Tous les jours, sans exception, il va me raconter ce mensonge, mais désormais je ne le crois plus : Pourtant, je joue le jeu : Je montre ma joie, le remercie pour tout, je rayonne.

Qui manipule qui ?

Au bout d’une demi-heure on me fait réintégrer ma cellule, mais on ne m’enferme pas. Alors, pour bien jouer mon rôle de vieil homme souffrant de la prostate, je sors toutes les heures, fais signe au gardien que je dois aller aux toilettes d’urgence. Il me fait signe d’y aller. Après quelques jours, je ne demanderai plus, j’irai aux toilettes en faisant juste un signe de la main.

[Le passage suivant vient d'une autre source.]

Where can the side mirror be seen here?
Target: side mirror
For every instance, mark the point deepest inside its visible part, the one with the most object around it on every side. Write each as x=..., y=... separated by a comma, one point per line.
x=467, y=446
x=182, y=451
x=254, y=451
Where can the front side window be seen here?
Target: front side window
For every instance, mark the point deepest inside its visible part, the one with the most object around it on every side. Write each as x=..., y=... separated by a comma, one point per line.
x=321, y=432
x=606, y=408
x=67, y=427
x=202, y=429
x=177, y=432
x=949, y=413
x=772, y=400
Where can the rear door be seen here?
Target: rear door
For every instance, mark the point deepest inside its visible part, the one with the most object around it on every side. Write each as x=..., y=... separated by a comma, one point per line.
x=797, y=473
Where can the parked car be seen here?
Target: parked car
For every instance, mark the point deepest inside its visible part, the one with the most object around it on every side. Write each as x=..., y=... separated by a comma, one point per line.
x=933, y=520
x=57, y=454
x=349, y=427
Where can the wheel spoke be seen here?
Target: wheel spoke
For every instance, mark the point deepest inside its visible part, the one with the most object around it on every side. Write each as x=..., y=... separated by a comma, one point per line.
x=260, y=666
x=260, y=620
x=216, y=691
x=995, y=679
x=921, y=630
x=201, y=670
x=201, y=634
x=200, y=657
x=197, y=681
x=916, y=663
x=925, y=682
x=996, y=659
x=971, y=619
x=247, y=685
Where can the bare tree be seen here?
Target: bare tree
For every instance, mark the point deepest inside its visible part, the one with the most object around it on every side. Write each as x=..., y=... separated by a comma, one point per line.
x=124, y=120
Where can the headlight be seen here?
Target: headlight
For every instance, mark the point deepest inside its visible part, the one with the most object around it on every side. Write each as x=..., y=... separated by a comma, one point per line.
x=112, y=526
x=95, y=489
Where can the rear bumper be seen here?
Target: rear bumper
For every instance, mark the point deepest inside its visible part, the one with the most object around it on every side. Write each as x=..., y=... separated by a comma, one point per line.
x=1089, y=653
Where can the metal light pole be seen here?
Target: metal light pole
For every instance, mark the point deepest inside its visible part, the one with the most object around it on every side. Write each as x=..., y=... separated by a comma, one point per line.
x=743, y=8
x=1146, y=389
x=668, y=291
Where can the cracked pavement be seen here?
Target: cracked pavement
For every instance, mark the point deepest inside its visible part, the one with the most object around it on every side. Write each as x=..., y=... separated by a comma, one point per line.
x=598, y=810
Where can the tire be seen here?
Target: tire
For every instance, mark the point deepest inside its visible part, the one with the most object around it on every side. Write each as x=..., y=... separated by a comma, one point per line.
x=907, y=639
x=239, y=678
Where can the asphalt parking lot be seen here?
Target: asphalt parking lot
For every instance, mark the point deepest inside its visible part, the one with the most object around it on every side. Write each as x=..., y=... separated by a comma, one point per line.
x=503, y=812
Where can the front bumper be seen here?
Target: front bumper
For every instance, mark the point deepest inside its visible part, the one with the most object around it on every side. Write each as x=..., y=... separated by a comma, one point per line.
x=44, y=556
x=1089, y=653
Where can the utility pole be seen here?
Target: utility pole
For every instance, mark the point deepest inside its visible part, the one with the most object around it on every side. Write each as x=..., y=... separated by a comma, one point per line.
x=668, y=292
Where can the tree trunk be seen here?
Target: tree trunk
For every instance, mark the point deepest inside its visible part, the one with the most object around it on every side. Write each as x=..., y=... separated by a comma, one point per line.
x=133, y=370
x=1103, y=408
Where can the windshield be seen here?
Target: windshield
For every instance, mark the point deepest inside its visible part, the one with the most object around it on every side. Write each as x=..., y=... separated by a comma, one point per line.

Ces passages aux toilettes me font du bien. L’endroit est incroyablement sale, l’odeur est nauséabonde, mais ça ne fait rien. Rien que le fait de pouvoir sortir, de ne pas me savoir enfermé à clef me procure un sentiment de liberté immense. Et puis il y a la poubelle, toujours intéressant à inspecter. Lors d’un passage il y avait un gardien en train de se laver. Quand je suis entré, il entrait justement dans la toilette pour faire ses besoins, ne m’a pas vu entrer. Alors j’en profite pour lui voler son savon, que je cours vite cacher dans ma cellule. Une autre fois je trouve dans la poubelle une bouteille vide de 2,5 litres. Je la remplis d’eau et l’emmène également. Maintenant j’ai une haltère pour mes exercices. 2 kilos et demi ne sont bien beaucoup, mais si je fais des répétitions de 100 au lieu de 10 ça devra marcher.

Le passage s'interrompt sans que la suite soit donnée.